This isn't incredibly helpful on its own, but you'll notice that the characters it drew (probably) more or less follow the expected letter distribution for English (i.e., lots of `e`s and `n`s and `t`s).

Perhaps more interesting would be to see a randomly-sampled list of *words*. To do this, we'll make separate variables for the words in the text, using a Python function called `.split()`, which takes a string and turns it into a list of words contained in that string. The following cell makes two new variables that contain the words from both texts respectively:

In [4]:
a_words = text_a.split()
b_words = text_b.split()

Now, ten random words from both text A and text B:

In [5]:
random.sample(a_words, 10)

['listened',
 'a',
 'see',
 'absence',
 'listening',
 'she',
 'as',
 'exhibit.”',
 'Fitzwilliam,',
 'state']

In [6]:
random.sample(b_words, 10)

['saw',
 'shepherd.',
 'only',
 'rustic,',
 'being',
 'resolved',
 'near',
 'would',
 'feel',
 'with']

The code in the following cell uses Python's `Counter` object to count the *most common* letters in the first of these texts:

In [7]:
from collections import Counter
Counter(text_a).most_common(12)

[(' ', 113941),
 ('e', 70344),
 ('t', 47283),
 ('a', 42156),
 ('o', 41138),
 ('n', 38430),
 ('i', 36273),
 ('h', 33883),
 ('r', 33293),
 ('s', 33292),
 ('d', 22247),
 ('l', 21282)]

Specifying the `a_words` variable gives the most frequent *words* instead:

In [8]:
Counter(a_words).most_common(12)

[('the', 4205),
 ('to', 4121),
 ('of', 3662),
 ('and', 3309),
 ('a', 1945),
 ('her', 1858),
 ('in', 1813),
 ('was', 1795),
 ('I', 1740),
 ('that', 1419),
 ('not', 1356),
 ('she', 1306)]

Compare these to the most common words in text B:

In [9]:
Counter(b_words).most_common(12)

[('the', 4056),
 ('and', 2971),
 ('of', 2741),
 ('I', 2719),
 ('to', 2142),
 ('my', 1631),
 ('a', 1394),
 ('in', 1125),
 ('was', 993),
 ('that', 987),
 ('with', 700),
 ('had', 679)]

## Markov models

I won't go into the precise details of how to implement a Markov chain text generator in this notebook. (I have written [a tutorial on this topic](https://github.com/aparrish/rwet/blob/master/ngrams-and-markov-chains.ipynb) elsewhere, however!) But I think it's helpful to understand the fundamentals of how Markov chain text generation works. The next question we’re going to try to answer is this: Given a stretch of text (say a string of characters, or run of words), what is most the most likely bit of text to come next?

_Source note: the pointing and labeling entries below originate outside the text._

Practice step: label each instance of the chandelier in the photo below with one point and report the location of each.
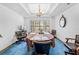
(40, 13)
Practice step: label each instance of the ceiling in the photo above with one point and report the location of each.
(32, 9)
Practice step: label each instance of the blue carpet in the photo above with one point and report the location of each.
(21, 49)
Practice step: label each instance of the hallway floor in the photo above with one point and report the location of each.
(21, 49)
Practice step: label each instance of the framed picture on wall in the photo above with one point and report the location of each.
(62, 21)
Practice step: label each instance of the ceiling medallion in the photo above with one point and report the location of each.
(39, 12)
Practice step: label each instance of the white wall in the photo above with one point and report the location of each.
(9, 20)
(72, 26)
(28, 24)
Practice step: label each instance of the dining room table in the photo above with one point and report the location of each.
(40, 38)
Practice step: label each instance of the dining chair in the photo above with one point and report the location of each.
(72, 45)
(53, 32)
(29, 44)
(42, 48)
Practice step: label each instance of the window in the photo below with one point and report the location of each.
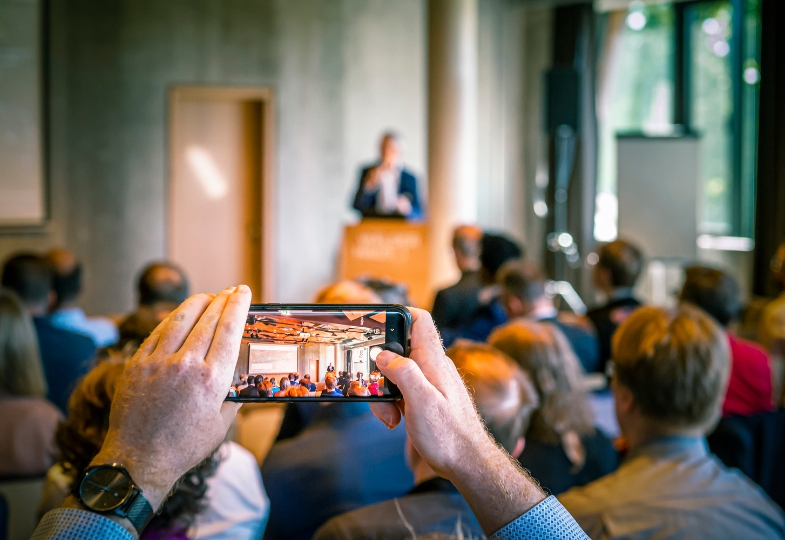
(693, 64)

One way to answer this question is with an n-gram based Markov model. What's an n-gram? I'm glad you asked!

### N-grams

An n-gram is simply a sequence of units drawn from a longer sequence; in the case of text, the unit in question is usually a character or a word. For convenience, we'll call the unit of the n-gram is called its level; the length of the n-gram is called its order. For example, the following is a list of all unique character-level order-2 n-grams in the word condescendences:

    co
    on
    nd
    de
    es
    sc
    ce
    en
    nc

And the following is an excerpt from the list of all unique word-level order-5 n-grams in The Road Not Taken:

    Two roads diverged in a
    roads diverged in a yellow
    diverged in a yellow wood,
    in a yellow wood, And
    a yellow wood, And sorry
    yellow wood, And sorry I

N-grams are used frequently in natural language processing and are a basic tool text analysis. Their applications range from programs that correct spelling to creative visualizations to compression algorithms to stylometrics to generative text.

### What comes next?

A Markov model for text begins with a list of n-grams. But in addition to making this list, we also keep track of what unit of text (word, character, etc.) *follows* each of those n-grams.

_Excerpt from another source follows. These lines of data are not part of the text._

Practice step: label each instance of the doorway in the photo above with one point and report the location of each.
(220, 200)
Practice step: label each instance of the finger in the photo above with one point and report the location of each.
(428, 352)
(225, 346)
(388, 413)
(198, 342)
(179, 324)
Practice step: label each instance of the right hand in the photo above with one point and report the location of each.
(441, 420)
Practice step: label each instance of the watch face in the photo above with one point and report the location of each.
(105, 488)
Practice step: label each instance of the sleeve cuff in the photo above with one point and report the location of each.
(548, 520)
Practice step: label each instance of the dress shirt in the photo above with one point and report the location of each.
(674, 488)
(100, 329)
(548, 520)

Let’s do a quick example by hand. This is the same character-level order-2 n-gram analysis of the (very brief) text “condescendences” as above, but this time keeping track of all characters that follow each n-gram:

| n-grams |	next? |
| ------- | ----- |
|co| n|
|on| d|
|nd| e, e|
|de| s, n|
|es| c, (end of text)|
|sc| e|
|ce| n, s|
|en| d, c|
|nc| e|

From this table, we can determine that while the n-gram `co` is followed by n 100% of the time, and while the n-gram `on` is followed by `d` 100% of the time, the n-gram `de` is followed by `s` 50% of the time, and `n` the rest of the time. Likewise, the n-gram `es` is followed by `c` 50% of the time, and followed by the end of the text the other 50% of the time.

Exercise: Imagine (or even better, write out) what this table might look like if you were analyzing words instead of characters, with a source text of your choice.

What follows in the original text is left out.